Чего боялась и боится мама? Что мой дед окажется не князем, в чем она меня убеждала годами, а простым крестьянином? Что у меня в роду куда больше осетин, чем я думала? Ну и что? Почему она так старательно забывала свое прошлое и срывается на крик, если кто-то ей о нем напоминает? Зачем годами, десятилетиями вымарывать из памяти воспоминания и лишать корней, истории семьи меня, свою дочь, своих внуков, наконец? Почему она это делает? Вопрос, на который у меня нет ответа.
– А вы случайно не гурийка? – спросила я Бэллу.
– Откуда знаешь? Так, сейчас давай ты оставишь этот бензин и пойдешь со мной. Я тебе кофе сварю. Я могу. Слушай, какие проблемы? Принесла плитку и пью нормальный кофе. Почему все автомат хотят? Им жить надоело? Я выпила то, что этот автомат говорит «кофе». Знаешь, я думала, так долго умирать буду, что двоюродному брату позвонила на всякий случай. Чтобы приехал и убил меня, так я мучилась. Ты какой кофе любишь?
– Средний.
– Нет, ты не осетинка, – ахнула Бэлла, – ты грузинка. Как так семейная легенда? Почему нет доказательств? Ты доказательство! Посмотри на себя. Может, дед у тебя и осетин, но прабабка точно грузинка!
– Это точно исключено, но спасибо за комплимент. Мне приятно.
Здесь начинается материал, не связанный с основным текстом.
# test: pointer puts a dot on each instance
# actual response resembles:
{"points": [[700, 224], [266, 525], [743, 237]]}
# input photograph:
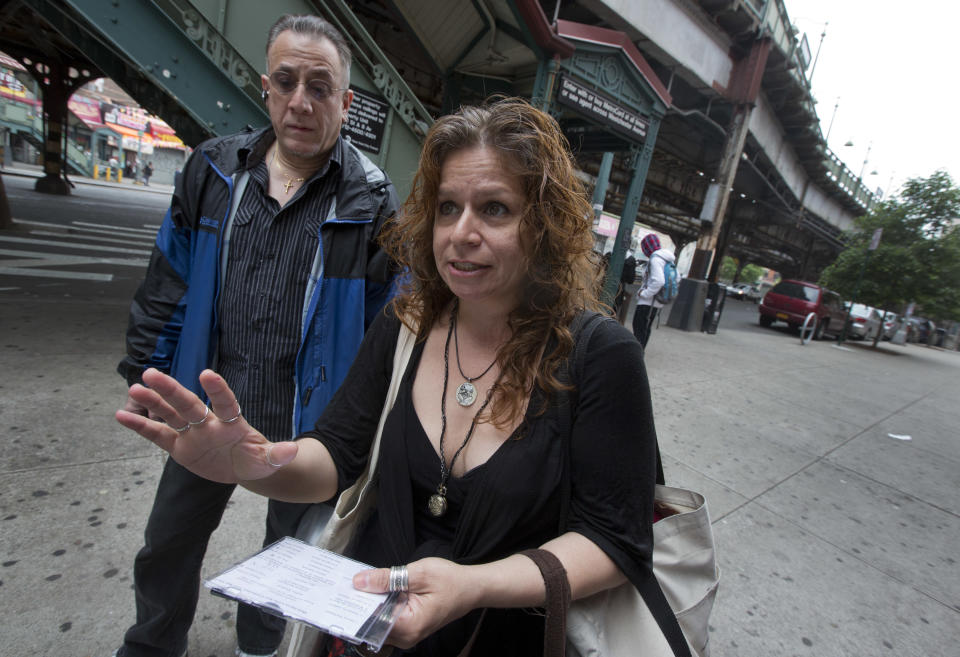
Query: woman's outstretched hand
{"points": [[439, 592], [216, 442]]}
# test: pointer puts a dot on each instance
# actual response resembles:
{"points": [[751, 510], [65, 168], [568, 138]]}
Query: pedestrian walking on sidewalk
{"points": [[479, 452], [653, 279], [267, 264]]}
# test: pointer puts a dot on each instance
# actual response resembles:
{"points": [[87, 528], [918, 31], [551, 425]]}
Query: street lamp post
{"points": [[874, 243]]}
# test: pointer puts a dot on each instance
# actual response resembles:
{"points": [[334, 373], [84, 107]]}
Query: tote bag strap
{"points": [[405, 342], [582, 328]]}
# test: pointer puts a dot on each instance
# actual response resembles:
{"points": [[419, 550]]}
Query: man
{"points": [[647, 306], [266, 268]]}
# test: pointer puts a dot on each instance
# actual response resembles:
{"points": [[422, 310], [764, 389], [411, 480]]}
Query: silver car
{"points": [[865, 322]]}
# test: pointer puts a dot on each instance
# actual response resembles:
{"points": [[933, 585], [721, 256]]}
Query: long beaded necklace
{"points": [[466, 391], [437, 504], [290, 180]]}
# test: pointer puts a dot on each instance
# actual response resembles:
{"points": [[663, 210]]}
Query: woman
{"points": [[496, 241]]}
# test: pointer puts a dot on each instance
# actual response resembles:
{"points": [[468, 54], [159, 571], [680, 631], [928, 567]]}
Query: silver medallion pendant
{"points": [[466, 394], [437, 505]]}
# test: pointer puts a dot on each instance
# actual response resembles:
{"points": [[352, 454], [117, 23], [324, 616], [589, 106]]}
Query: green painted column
{"points": [[628, 217], [600, 188]]}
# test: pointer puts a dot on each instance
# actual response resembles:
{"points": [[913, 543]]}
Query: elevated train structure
{"points": [[693, 117]]}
– Мне будет приятно, если ты сейчас перестанешь тут меня пугать, выпьешь кофе и лицо сделаешь не такое, как у моей тетки перед смертью. Слушай, такое лицо у нее красивое в гробу было, будто она не в деревне выросла, а из рода знатного произошла. Ей все женщины на похоронах завидовали. Бледная, будто солнца в жизни не видела, нос тонкий. Все спрашивали: что, тетя Ника себе операцию перед смертью сделала? Кто ей такой нос подарил? Неужели дядя Гия разорился? Ты не представляешь, какой нос был у тети Ники при жизни! Сначала ее нос в комнату заходил, потом через пять минут тетя Ника появлялась. Дядя Гия говорил, что нос его жены такую тень делает, что во дворе зонтик от солнца не надо ставить. Какая тетя Ника красивая лежала мертвая! На свадьбе ее нос из-под фаты торчал, а тут курносая стала! И глаза на пол-лица. Как у тебя сейчас. И такая белая, как ты сейчас. Дядя Гия, когда жену в гробу увидел, так чуть на ней снова не женился. Так и ходил счастливый, каким на свадьбе не был. Все подходили к нему и комплименты тете Нике делали! Как ему было приятно! Подожди, я Ашота позову. Он поможет. Ашот! Иди сюда!
– Не Ашот я, сколько раз говорить? Амир. – Откуда-то из недр подсобки вышел парень.
– Прости, дорогой, я Ашота каждый день вспоминаю. Такой он хороший был, так меня понимал, что мне рот не надо было открывать. Так я по нему скучаю. – Бэлла чуть не заплакала. – Смотри, женщине плохо, ничего не может, у нее мать в больнице. Только что узнала, когда к нам ехала. Ей бак нужен. Сделай ей бак. Как сына тебя прошу.
Амир взял ключи, сел, завел. В какой-то момент я подумала: пусть этот парень угонит машину, и тогда я переключусь – избавлюсь от мыслей, тревоги, боли, которые засели в моей голове и сводили с ума. Если у меня угонят машину, я смогу очнуться. Мама. Она умудрялась вытеснять все прочие мои заботы и переживания. Просто талант какой-то.
Амир завел машину, благодаря чему крышка бензобака вдруг открылась. Залил полный бак. Бэлла довела меня до подсобки, усадила на складной стульчик. Потом колдовала над конфоркой и крошечной, на один глоток, туркой. Кофе она налила в такую же крошечную чашку, настоящую, фарфоровую. Я пришла в себя, едва дотронувшись до чашки.
– Откуда у вас такое сокровище? – спросила я.